To print everything in paramMap
, you actually don't have to call parent:
cvModel.bestModel.extractParamMap()
To answer OP's question, to get a single best parameter, for example regParam
:
cvModel.bestModel.extractParamMap().apply(cvModel.bestModel.getParam("regParam"))
I am working with Spark Scala 1.6.x and here is a full example of how i can set and fit a CrossValidator
and then return the value of the parameter used to get the best model (assuming that training.toDF
gives a dataframe ready to be used) :
import org.apache.spark.ml.classification.LogisticRegression
import org.apache.spark.ml.tuning.{CrossValidator, ParamGridBuilder}
import org.apache.spark.ml.evaluation.MulticlassClassificationEvaluator
// Instantiate a LogisticRegression object
val lr = new LogisticRegression()
// Instantiate a ParamGrid with different values for the 'RegParam' parameter of the logistic regression
val paramGrid = new ParamGridBuilder().addGrid(lr.regParam, Array(0.0001, 0.001, 0.01, 0.1, 0.25, 0.5, 0.75, 1)).build()

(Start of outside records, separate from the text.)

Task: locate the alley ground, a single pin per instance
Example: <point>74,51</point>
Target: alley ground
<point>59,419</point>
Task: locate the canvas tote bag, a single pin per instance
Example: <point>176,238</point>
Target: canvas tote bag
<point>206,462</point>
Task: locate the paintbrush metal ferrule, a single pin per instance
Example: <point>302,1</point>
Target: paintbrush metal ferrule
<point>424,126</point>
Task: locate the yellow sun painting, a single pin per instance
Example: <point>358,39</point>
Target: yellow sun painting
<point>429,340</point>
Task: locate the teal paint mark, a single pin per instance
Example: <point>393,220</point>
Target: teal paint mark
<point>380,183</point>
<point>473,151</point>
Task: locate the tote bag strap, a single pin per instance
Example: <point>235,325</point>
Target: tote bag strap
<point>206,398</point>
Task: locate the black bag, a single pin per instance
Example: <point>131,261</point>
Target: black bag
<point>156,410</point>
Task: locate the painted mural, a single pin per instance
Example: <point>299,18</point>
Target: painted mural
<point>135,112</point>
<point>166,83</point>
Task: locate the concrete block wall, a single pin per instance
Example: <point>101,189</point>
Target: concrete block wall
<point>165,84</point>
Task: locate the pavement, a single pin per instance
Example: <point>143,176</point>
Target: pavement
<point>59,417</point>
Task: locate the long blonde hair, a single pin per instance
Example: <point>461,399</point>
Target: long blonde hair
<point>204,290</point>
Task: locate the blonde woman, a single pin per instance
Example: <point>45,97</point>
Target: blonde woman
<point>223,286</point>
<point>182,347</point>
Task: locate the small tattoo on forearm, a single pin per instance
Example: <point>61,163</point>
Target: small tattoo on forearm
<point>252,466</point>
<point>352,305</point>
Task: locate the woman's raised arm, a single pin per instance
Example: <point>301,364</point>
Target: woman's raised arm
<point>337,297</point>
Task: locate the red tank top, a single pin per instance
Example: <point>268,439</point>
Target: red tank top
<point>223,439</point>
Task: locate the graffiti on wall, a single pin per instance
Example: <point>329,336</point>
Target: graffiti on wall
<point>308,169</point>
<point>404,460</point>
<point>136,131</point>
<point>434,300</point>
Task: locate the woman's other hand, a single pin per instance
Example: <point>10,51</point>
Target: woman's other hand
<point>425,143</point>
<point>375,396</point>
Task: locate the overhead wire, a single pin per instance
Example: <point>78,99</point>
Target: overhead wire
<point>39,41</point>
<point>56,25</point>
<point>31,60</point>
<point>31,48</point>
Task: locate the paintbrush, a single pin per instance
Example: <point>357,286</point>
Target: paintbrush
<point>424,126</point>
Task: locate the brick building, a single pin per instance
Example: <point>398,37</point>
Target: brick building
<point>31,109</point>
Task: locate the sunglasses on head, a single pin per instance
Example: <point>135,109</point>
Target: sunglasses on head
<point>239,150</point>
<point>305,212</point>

// Setting and fitting the CrossValidator on the training set, using 'MultiClassClassificationEvaluator' as evaluator
val crossVal = new CrossValidator().setEstimator(lr).setEvaluator(new MulticlassClassificationEvaluator).setEstimatorParamMaps(paramGrid)
val cvModel = crossVal.fit(training.toDF)
// Getting the value of the 'RegParam' used to get the best model
val bestModel = cvModel.bestModel // Getting the best model
val paramReference = bestModel.getParam("regParam") // Getting the reference of the parameter you want (only the reference, not the value)
val paramValue = bestModel.get(paramReference) // Getting the value of this parameter
print(paramValue) // In my case : 0.001
You can do the same for any parameter or any other type of model.
Building in the solution of @macfeliga, a single liner that works for pipelines:
cvModel.bestModel.asInstanceOf[PipelineModel]
.stages.foreach(stage => println(stage.extractParamMap))